6. Open Governance, Extension, and Community Contribution
NeuroBench supports a formal proposal→discussion→review→release cycle for new benchmarks, tasks, and hardware backends. Task submission requires dataset definitions, I/O mapping, and correctness metric specification, assessed for coverage, interest, and harness compatibility. Accepted contributions become part of versioned benchmark releases and are integrated into the public leaderboard.

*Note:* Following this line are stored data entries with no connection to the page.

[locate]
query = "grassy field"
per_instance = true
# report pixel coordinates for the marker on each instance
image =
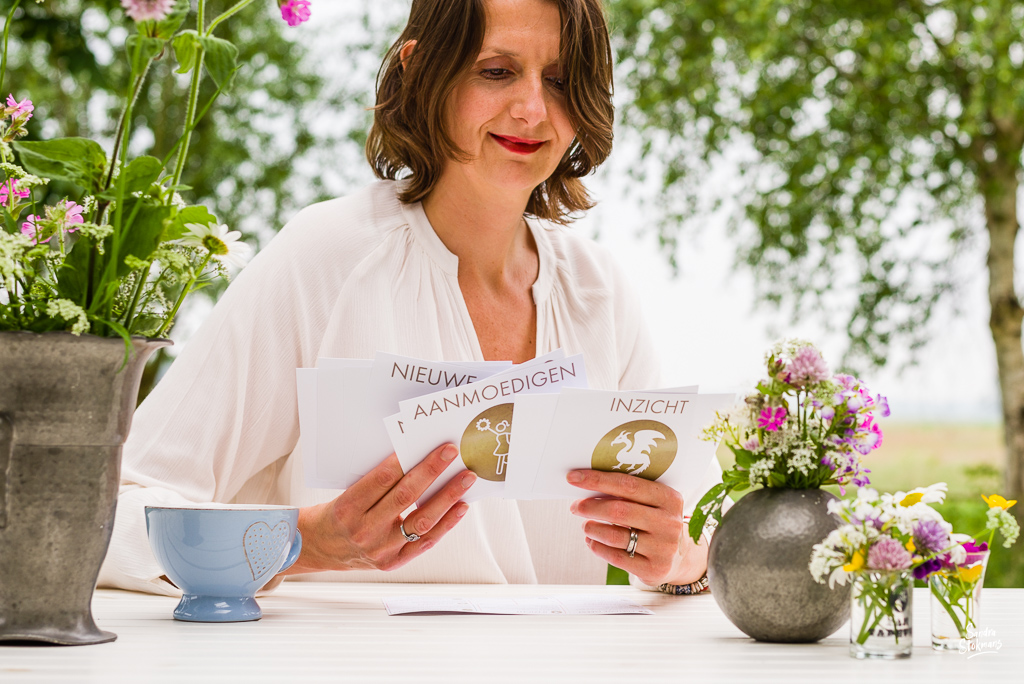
(968, 458)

7. Future Directions and Outstanding Challenges
Identified priority areas for benchmark evolution include:
- Continuous-Time and Analog Extensions: Defining operations and rate metrics for event-driven or analog-domain neuromorphic execution.
- Closed-Loop and Embodied Evaluation: Introducing online control, robotic, and sensorimotor loop benchmarks for direct assessment of latency-adaptive, energy-constrained intelligence.
- Emerging Hardware Modalities: Expanding support for memristive crossbars, photonic neuromorphic processors, spintronics, and heterogeneous SoC platforms, with attention to platform-specific performance and robustness metrics.
- Standardized Power and Energy Reporting: Refining real-time energy protocols for board-level measurements, establishing robust methods for scaling up to system-level (rack/cluster) evaluation.
In sum, NeuroBench supplies a unified “lingua franca” for quantitative evaluation and comparative co-design across diverse neuromorphic approaches, thereby enabling rapid, rigorous progress toward scalable, energy-efficient, and real-time brain-inspired computation (Yik et al., 2023).